Abstract
Graph Neural Networks (GNNs) and Transformer have emerged as dominant tools for AI-driven drug discovery. Many state-of-the-art methods first pre-train GNNs or the hybrid of GNNs and Transformer on a large molecular database and then fine-tune on downstream tasks. However, different from other domains such as computer vision (CV) or natural language processing (NLP), getting labels for molecular data of downstream tasks often requires resource-intensive wet-lab experiments. Besides, the pre-trained models are often of extremely high complexity with huge parameters. These often cause the fine-tuned model to over-fit the training data of downstream tasks and significantly deteriorate the performance. To alleviate these critical yet under-explored issues, we propose two straightforward yet effective strategies to attain better generalization performance: 1. MolAug, which enriches the molecular datasets of down-stream tasks with chemical homologies and enantiomers; 2. WordReg, which controls the complexity of the pre-trained models with a smoothness-inducing regularization built on dropout. Extensive experiments demonstrate that our proposed strategies achieve notable and consistent improvements over vanilla fine-tuning and yield multiple state-of-the-art results. Also, these strategies are model-agnostic and readily pluggable into fine-tuning of various pre-trained molecular graph models. We will release the code and the fine-tuned models.
1 Introduction
Pre-trained language models (PLMs) have foundamentally changed the landscape of natural language processing (NLP) [Devlin et al., 2019], which have established new state-of-the-art results for a large variety of NLP tasks. Inspired by their proliferation, tremendous efforts have been devoted to molecular graph pre-training which can exploit abundant knowledge of unlabelled molecular in the database [Hu et al., 2020]. For the pre-training stage, existing works train the encoder with various pretext tasks in absence of labels [Rong et al., 2020]. For the second fine-tuning stage, researchers adapt the pre-trained models to the downstream tasks via replacing the top layer of the pre-trained models by a task specific sub-network, and then continuing to train the new model with the limited data of the downstream task.

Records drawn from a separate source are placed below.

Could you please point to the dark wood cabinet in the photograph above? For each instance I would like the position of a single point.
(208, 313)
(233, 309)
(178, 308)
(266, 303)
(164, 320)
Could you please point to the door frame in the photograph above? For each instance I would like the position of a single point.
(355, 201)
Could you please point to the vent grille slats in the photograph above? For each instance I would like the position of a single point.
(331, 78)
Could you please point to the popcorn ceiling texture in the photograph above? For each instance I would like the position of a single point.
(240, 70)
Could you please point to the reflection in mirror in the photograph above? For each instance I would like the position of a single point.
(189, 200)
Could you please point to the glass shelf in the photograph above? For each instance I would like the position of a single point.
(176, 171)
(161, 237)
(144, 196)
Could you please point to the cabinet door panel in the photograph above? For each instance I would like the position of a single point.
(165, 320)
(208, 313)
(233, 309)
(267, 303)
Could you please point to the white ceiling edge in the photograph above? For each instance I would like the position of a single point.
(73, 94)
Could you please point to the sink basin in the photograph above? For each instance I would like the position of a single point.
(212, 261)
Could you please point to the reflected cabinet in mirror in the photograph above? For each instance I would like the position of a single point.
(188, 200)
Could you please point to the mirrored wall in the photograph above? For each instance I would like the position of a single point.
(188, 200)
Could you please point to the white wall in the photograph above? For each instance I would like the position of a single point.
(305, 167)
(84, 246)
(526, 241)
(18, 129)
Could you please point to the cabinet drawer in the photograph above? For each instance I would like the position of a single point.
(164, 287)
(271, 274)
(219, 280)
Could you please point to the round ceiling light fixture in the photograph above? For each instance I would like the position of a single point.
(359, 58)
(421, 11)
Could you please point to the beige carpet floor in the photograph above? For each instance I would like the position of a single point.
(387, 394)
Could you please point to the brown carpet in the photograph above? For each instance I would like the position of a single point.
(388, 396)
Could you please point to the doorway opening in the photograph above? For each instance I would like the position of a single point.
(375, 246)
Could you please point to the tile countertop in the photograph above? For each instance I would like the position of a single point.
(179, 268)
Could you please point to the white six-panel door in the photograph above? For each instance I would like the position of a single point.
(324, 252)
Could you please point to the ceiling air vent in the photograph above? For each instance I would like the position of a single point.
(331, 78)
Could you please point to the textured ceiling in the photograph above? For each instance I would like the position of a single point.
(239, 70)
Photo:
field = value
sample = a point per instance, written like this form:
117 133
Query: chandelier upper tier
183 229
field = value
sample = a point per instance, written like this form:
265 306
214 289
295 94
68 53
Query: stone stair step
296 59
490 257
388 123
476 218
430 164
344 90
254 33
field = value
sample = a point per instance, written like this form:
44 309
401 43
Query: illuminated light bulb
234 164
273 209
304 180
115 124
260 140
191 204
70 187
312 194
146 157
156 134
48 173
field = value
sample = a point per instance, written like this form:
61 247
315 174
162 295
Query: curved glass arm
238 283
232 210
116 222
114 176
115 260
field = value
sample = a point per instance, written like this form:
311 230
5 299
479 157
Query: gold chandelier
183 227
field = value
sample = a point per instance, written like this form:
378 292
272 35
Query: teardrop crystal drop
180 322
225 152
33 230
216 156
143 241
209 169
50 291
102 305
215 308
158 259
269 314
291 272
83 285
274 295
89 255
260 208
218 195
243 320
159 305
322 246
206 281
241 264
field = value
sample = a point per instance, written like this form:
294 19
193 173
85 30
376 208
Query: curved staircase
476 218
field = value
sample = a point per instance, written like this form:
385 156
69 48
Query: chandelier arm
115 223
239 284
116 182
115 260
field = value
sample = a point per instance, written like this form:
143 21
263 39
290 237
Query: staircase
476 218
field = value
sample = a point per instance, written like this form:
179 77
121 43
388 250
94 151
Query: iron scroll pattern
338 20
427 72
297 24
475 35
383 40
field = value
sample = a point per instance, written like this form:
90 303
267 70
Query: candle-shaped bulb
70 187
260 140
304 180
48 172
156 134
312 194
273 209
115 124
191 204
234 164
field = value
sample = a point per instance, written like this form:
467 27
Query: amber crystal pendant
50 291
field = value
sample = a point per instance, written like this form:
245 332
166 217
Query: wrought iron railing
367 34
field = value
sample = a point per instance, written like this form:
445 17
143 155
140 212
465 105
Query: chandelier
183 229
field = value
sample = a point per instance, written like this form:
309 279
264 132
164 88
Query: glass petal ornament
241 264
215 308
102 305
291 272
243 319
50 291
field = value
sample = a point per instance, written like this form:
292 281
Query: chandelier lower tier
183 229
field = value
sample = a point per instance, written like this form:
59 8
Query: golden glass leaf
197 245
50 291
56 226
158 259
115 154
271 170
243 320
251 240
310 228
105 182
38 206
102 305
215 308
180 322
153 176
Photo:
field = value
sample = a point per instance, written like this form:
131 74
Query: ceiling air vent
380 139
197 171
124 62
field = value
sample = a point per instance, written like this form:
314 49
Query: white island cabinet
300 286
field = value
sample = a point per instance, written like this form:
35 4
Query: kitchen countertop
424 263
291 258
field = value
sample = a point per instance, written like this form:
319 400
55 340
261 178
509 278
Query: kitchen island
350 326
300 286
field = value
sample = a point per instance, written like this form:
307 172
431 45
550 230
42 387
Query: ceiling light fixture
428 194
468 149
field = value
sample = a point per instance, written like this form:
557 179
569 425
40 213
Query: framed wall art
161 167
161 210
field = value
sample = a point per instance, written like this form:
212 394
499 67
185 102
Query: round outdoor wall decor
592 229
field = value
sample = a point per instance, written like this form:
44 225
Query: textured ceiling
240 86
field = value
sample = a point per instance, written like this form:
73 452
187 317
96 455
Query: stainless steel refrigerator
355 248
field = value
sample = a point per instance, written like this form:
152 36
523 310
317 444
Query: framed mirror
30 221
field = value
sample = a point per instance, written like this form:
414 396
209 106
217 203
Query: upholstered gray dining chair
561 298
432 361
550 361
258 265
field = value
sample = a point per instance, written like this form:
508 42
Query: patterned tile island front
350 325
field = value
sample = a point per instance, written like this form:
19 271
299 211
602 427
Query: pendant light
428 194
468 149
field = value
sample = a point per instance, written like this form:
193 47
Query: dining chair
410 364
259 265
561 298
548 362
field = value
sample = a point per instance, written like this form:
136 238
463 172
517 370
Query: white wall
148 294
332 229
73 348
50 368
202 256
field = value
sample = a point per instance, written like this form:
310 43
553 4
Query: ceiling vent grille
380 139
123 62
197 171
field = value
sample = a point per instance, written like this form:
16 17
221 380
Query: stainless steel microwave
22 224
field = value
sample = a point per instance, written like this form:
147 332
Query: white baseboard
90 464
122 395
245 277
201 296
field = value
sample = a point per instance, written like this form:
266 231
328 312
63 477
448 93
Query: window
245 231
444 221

Despite the fruitful progress in the strategies for pre-training, the fine-tuning stage remains under-explored for pre-trained molecular graph models. There are two crucial issues impede the improvements of performance during fine-tuning: (1) insufficient labeled data for downstream tasks. Different from other domains that have abundant labeled data, getting high-quality labels for molecular data often requires resource-intensive wet-lab experiments [Xia et al., 2021a]. (2) the pre-trained models are often of extremely high complexity with tens millions of parameters [Rong et al., 2020; Li et al., 2021b], which posses the capability of memorizing the limited samples and lead to poor generalization [Mohri et al., 2012; Haoming et al., 2020]. As shown in Figure 1, we conduct vanilla fine-tuning on one of the state-of-the-art pre-trained molecular models MPG [Li et al., 2021b]. The over-fitting issue poses hurdle to the further improvements on various datasets. To mitigate this issue, existing fine-tuning methods in other domains often rely on hyper-parameter tuning heuristics. For example, Howard and Ruder [Howard and Ruder, 2018] follow a heuristic learning rate schedule and gradually unfreeze the layers of the pre-trained language model to improve the fine-tuning performance, which require significant tuning efforts. The other line of works propose various regularizations to control complexity of pre-trained models. Specifically, SMART [Haoming et al., 2020] introduces a regularization, which encourages the output of the model not to change much, when injecting an adversarial perturbation to the input. However, this strategy is not suitable for pre-trained graph models because synthesizing adversarial samples for molecular graphs online is time-consuming for its high complexity. Recently, Child-Tuning [Xu et al., 2021b] is proposed to strategically mask out some gradients of network during the backward process. Albeit effective, it suffers a heavy computational overhead because it requires to search for suitable masks for each parameter in the pre-trained models. Now, we are naturally motivated to ask following question: Can we devise more suitable strategies for effective and generalizable fine-tuning on pre-trained molecular graph models?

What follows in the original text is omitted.